North Dakota
vsRhode Island
Side-by-side comparison of electricity costs, generation mix, and renewable energy data.
| North Dakota | Metric | Rhode Island |
|---|---|---|
| 11.81¢/kWh | Residential | 29.46¢/kWh |
| 7.40¢/kWh | Commercial | 23.46¢/kWh |
| 7.50¢/kWh | Industrial | 21.74¢/kWh |
| #1 | Price Rank | #48 |
| 39.5% | Renewable % | 10.0% |
Generation Mix
North Dakota
Rhode Island
Frequently Asked Questions
North Dakota has cheaper residential electricity at 11.81¢/kWh. The difference is 17.65¢/kWh between the two states. North Dakota ranks #1 and Rhode Island ranks #48 cheapest among all states.
North Dakota gets 39.5% of electricity from renewables, while Rhode Island gets 10.0%. North Dakota leads in renewable energy adoption.
Electricity rates from EIA retail sales data. Generation mix from EIA electric power operational data.
Source: U.S. Energy Information Administration, 2026.

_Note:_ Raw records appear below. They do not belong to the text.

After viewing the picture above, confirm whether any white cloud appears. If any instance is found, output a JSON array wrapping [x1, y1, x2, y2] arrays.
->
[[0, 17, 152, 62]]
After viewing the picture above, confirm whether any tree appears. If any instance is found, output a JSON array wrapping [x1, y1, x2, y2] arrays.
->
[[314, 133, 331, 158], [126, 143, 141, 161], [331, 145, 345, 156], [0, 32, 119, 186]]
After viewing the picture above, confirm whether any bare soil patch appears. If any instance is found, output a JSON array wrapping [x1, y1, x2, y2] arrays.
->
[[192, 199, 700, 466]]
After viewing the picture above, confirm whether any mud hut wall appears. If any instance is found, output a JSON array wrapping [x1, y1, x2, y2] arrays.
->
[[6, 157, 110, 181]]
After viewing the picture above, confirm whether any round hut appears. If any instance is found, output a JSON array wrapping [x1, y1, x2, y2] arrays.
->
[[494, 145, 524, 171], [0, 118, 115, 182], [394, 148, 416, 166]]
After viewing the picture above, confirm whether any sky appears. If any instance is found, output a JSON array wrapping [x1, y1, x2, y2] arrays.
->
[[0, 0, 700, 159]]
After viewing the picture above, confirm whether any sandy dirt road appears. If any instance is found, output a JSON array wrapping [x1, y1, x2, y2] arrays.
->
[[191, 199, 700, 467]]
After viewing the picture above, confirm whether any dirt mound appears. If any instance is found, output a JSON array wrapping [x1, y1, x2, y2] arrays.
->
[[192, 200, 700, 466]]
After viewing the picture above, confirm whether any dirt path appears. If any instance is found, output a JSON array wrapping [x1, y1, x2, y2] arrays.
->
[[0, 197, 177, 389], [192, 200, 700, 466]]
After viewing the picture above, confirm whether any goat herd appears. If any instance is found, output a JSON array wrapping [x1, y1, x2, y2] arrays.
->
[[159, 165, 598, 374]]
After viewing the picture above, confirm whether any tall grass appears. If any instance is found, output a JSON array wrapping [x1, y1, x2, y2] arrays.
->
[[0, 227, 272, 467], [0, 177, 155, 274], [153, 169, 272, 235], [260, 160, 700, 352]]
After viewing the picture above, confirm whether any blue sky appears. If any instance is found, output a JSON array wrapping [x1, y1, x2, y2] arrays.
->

The side-by-side above pulls the the EIA Open Data API and State Electricity Profiles data for both entity A and entity B. What follows is the interpretation — which specific axes carry the most weight for entity A versus entity B, and which differences are large enough to influence a real decision.
Practical use of the comparison: read the data above, then drill into the individual entity A and entity B detail pages for the underlying breakdown. A pairwise comparison answers the relative question; the per-entity pages answer the absolute question.